Almost three-quarters of U.S. companies with fewer than 500 employees are experiencing a deterioration in credit or credit-card terms at a time when half of them depend on credit cards as a primary source of financing, according to a December survey by the National Small Business Association, a trade group with more than 150,000 members.

Charge-offs, which are loans the banks don’t expect to be repaid, were 7.1 percent on average in January compared with 4.6 percent a year earlier, according to data compiled by Bloomberg. Consumers are falling behind on credit-card payments as U.S. unemployment reached 8.1 percent in February, the highest level in more than a quarter century.
Obama Pushes Small Business Loans

In an effort to get credit flowing, Obama, Geithner Outline Plan to Help Small Businesses.
President Barack Obama and Treasury Secretary Timothy Geithner said the U.S. will free up credit for small businesses by raising loan guarantees and spending $15 billion to bolster the secondary market.

To help entrepreneurs and business owners, the administration announced the Small Business Administration will step up lending guarantees.
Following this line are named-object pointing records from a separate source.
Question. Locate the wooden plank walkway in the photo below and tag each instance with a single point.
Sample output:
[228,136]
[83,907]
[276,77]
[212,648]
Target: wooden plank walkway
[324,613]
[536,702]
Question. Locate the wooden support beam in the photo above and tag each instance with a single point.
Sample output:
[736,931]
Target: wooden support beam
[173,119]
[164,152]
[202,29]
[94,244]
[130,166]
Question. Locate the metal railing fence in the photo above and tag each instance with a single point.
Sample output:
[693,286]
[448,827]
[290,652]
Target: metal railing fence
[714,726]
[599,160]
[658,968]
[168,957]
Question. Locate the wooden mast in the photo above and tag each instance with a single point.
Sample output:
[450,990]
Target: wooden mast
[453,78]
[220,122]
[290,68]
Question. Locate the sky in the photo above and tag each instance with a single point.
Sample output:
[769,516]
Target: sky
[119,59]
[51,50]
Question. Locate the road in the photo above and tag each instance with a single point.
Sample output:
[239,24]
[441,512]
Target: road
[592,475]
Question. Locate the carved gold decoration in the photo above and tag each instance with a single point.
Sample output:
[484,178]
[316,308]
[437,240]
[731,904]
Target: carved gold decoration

The SBA currently guarantees payment on 85 percent of a loan up to $150,000 and as much as 75 percent on loans of more than $150,000. The administration is raising the guarantee to 90 percent, reducing lender risk as an incentive to make loans.

Fees Waived

In addition, fees of as much as 3.75 percent of the loan’s face value are being waived effective today, and people who obtained loans and paid fees since Feb. 17 qualify for a refund of those fees. Canceling fees will lower the cost of money, administration officials said in a conference call with reporters.

Obama ordered the Treasury Department, effective March 31, to begin using as much as $15 billion from the $700 billion bank rescue fund to purchase SBA loans on the secondary market, freeing up bank liquidity to make more loans.

The administration also announced new reporting requirements on lending. The 21 largest banks getting government bailout money must provide monthly reports on how much they are lending to small businesses, and all other banks must make quarterly reports on such lending, under the plan.
Punished For Prudence

One might think that a bank with no foreclosures, no loan losses, and no loan loss provisions would be top rated. If so one would think wrong. The clowns at the FDIC gave a negative rating to such a bank last week.

Please consider Community bank finds paranoid a smart bet.
Joseph A. Petrucelli is one of the most cautious bankers in America. In fact, Petrucelli is so cautious that the Federal Deposit Insurance Corp. recently criticized his bank for not lending enough. The FDIC’s negative review of East Bridgewater Savings Bank’s loan volume is an anomaly in today’s current banking scene as lenders reel from their role in offering too many cruddy mortgage products to borrowers with weak credit.

Bad or delinquent loans? Zero.

Foreclosures? None.

Money set aside in 2008 for anticipated loan losses? Nothing.

“We’re paranoid about credit quality,” Petrucelli said. The 62-year-old chief executive has run the bank since 1992.

Still, the FDIC slapped East Bridgewater Savings with a rare “needs to improve” rating after evaluating the bank under the Community Reinvestment Act. FDIC examiners also faulted East Bridgewater for not advertising and marketing its loan products enough.
Congratulations go to Sheila Bair and the FDIC for helping take asininity to new heights.